Tuareg rebels launched a major offensive against Mali's security forces and military in a bid to seize the northern town of Kidal on 6 February 2012. Some loyalist Tuareg fled to the city of Bamako, fearing reprisals after violent demonstrations in the first week of February. The Tuareg rebels had been bolstered by an influx of battle-hardened, well-armed fighters returning from the Libyan Civil War, to which they had traveled to fight for Muammar Gaddafi, the Libyan leader who was deposed and killed. On 8 February, the National Movement for the Liberation of Azawad (MNLA) seized the Mali-Algeria border town of Tinzaouaten as Malian soldiers crossed into Algeria. Islamist militant group Ansar Dine demanded the imposition of Islamic law in northern Mali, while the secular Tuareg nationalist Azawad National Liberation Movement (MNLA) have stated they want an autonomous, if not completely independent, homeland.

The coup attempt followed weeks of protests of the government's handling of a nomad-led rebellion in the country's north, which had dropped Touré's popularity to "a new low". Soldiers demanded more weapons and resources for their campaign against the rebels, and were dissatisfied with a lack of government support for the army, some soldiers having been sent to the front without sufficient food. Touré was to leave office when his term expired after the presidential election in April.

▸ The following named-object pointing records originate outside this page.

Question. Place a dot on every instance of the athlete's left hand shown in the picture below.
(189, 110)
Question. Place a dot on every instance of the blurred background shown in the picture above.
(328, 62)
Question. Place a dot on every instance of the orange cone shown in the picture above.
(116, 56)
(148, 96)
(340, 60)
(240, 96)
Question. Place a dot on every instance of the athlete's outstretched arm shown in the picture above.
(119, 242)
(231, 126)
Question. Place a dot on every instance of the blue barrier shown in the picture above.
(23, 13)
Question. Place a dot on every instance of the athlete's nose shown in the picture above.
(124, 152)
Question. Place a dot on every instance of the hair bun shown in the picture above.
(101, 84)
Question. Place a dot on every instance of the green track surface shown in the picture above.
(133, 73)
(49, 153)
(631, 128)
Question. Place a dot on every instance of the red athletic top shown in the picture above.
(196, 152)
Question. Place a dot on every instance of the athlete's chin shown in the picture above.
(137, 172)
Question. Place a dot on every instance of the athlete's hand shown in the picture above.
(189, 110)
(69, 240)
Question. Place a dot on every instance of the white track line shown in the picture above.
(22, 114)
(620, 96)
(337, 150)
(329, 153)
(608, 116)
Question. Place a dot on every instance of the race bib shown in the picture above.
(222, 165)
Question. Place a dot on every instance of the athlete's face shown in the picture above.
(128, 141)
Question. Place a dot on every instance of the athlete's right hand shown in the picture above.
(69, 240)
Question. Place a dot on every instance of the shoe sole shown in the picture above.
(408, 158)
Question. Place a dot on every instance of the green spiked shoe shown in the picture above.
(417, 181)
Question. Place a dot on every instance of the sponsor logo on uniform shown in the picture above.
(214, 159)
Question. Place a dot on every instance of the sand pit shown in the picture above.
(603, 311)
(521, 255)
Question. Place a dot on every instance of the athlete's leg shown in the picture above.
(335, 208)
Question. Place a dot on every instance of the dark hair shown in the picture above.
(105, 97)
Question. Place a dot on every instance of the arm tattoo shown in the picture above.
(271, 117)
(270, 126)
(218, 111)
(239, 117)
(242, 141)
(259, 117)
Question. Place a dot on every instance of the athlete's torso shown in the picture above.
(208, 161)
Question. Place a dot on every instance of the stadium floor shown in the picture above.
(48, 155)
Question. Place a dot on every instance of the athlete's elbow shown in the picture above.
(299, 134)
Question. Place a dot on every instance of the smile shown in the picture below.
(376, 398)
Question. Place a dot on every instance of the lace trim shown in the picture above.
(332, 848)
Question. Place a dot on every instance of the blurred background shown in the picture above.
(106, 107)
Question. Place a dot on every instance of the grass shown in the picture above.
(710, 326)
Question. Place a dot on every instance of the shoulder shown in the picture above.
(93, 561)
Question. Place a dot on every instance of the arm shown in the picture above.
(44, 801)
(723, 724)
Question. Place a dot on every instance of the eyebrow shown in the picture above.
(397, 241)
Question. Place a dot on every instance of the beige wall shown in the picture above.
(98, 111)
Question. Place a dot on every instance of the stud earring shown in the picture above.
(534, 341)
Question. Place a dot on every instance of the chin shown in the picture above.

Factors that led to the coup:
- Bamako always had difficulty controlling the north of the country, a territory that had been disputed by the MNLA and its precursor groups since the 1960s.
- Mali was going through a security crisis as AQIM members flooded in from Algeria and other neighboring countries.
- Mali was going through a harsh food crisis that led to displaced populations, refugee camps, and starving women and children.

==Timeline==

===Early events===

====21 March====
On 21 March, defence minister Brigadier General Sadio Gassama went to the Kati military camp, 15 km north of Bamako, to defuse a protest planned for the next day by soldiers of the camp against perceived bad management of the conflict with the Tuareg rebellion in the north of Mali. He was met with boos and stones were thrown at his car. He was sequestered, and his guards fired warning shots in the air. The minister was released thanks to the intervention of the Kati zone commander ("commandant de zone"). The soldiers then stormed the weapons and ammunition reserves of the camp. Two soldiers were injured, but the presidency said Gassama was neither injured nor arrested.

Later that day, armored vehicles sealed off the presidential palace, and reporters heard 10 minutes of automatic gunfire near the headquarters of the Malian state broadcaster, whose programmes went off the air. Soldiers blocked the path to the buildings. The Associated Press spoke with a soldier who said that when soldiers entered the palace, Touré's bodyguards did not defend the building. The mutinying soldiers searched the area for Touré, but he was not caught.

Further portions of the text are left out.